La rutina diaria, después del festín matutino, consiste en enfundarse en un voluminoso traje impermeable y abrigado que hace verse a cualquiera como una granada de mano, y seguir a los diferentes grupos de estudio en sus salidas de campo. Puesto que el único medio de transporte en Palmer son los botes de caucho inflables, hay que graduarse en usarlos bajo toda clase de condiciones climatológicas y rescates de emergencia, incluyendo armar refugios a la carrera en cualquier isla y reavivar a un paciente hipotérmico.
Las salidas de campo van desde avistamiento de ballenas jorobadas hasta mediciones de luz y temperatura en varios puntos del archipiélago, con un sofisticado sumergible robot; recolecciones diarias de muestras de agua y su posterior análisis en el laboratorio; estudios atmosféricos y observaciones del extraño pez antártico que en lugar de sangre roja tiene una sustancia anticongelante incolora. Quizás el equipo más carismático en Palmer son las dos biólogas que estudian las aves antárticas, especialmente los pingüinos adelia.
Me unía a las 'pajareras', como las llaman en broma, siempre que les era posible.
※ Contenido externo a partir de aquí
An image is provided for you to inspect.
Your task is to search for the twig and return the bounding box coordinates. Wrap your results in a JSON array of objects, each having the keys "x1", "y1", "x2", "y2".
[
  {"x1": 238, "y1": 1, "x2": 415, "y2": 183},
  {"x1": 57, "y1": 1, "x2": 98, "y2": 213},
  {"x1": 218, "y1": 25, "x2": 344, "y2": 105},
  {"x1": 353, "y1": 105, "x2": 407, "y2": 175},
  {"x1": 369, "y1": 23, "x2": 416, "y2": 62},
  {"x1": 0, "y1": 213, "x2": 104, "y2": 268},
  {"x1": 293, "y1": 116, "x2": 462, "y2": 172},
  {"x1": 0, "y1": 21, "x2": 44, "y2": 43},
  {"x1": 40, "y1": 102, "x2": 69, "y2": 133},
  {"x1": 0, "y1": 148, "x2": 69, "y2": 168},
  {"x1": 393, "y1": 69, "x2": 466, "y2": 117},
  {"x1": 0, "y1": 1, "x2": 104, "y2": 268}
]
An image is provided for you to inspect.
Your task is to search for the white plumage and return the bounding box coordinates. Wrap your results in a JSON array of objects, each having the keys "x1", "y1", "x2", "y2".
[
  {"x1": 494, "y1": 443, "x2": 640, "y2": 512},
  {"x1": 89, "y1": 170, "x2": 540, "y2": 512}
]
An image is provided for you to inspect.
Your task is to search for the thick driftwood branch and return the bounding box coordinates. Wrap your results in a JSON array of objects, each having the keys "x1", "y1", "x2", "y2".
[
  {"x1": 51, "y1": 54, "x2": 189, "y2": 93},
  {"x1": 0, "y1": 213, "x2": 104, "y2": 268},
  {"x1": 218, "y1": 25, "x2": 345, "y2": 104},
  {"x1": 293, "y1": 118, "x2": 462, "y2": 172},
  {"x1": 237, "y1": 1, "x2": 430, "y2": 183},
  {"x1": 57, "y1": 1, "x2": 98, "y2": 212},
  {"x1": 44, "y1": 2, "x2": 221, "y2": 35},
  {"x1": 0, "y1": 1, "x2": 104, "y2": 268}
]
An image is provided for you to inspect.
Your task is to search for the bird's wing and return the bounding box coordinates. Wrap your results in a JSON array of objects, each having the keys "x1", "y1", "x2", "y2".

Entonces el día comenzaba a las 7 de la mañana y terminaba pasadas las 9 de la noche, aprovechando que en el verano austral hay 24 horas de luz. Las biólogas debían pesar y medir los polluelos de pingüino, hacer un censo de sus poblaciones y darse una idea clara del estado de salud de las colonias.
El espectáculo de una pingüinera es inolvidable: miles de estridentes gargantas chillando con fuerza operática, mientras sus dueños baten al aire pares de aletas cauchudas y caminan desde y hasta la costa contonéandose como niños con abrigos de invierno. Asombrosamente, padres e hijos reconocen sus voces en medio de la algarabía general.
La situación de los pingüinos adelia del Archipiélago Palmer es precaria; según los biólogos, están condenados a desaparecer de esta región del continente. Su existencia está atada a la capa de hielo marino, porque en su base es donde se reproduce el kril, y allí es donde pueden descansar y ponerse a salvo de las focas leopardo. El calentamiento también produce más nevadas durante el verano (por la humedad que se forma en la atmósfera). Al derretirse la nieve, el agua inunda los nidos de los adelias, matando los polluelos y los huevos.
Algunas especies se adaptan y otras sucumben. Es parte de la marea de cambios, unos incrementales y sutiles, otros obvios y agresivos que aprendí a identificar durante en este mes inolvidable de hacer ciencia en ese lugar tan especial que es Palmer Station.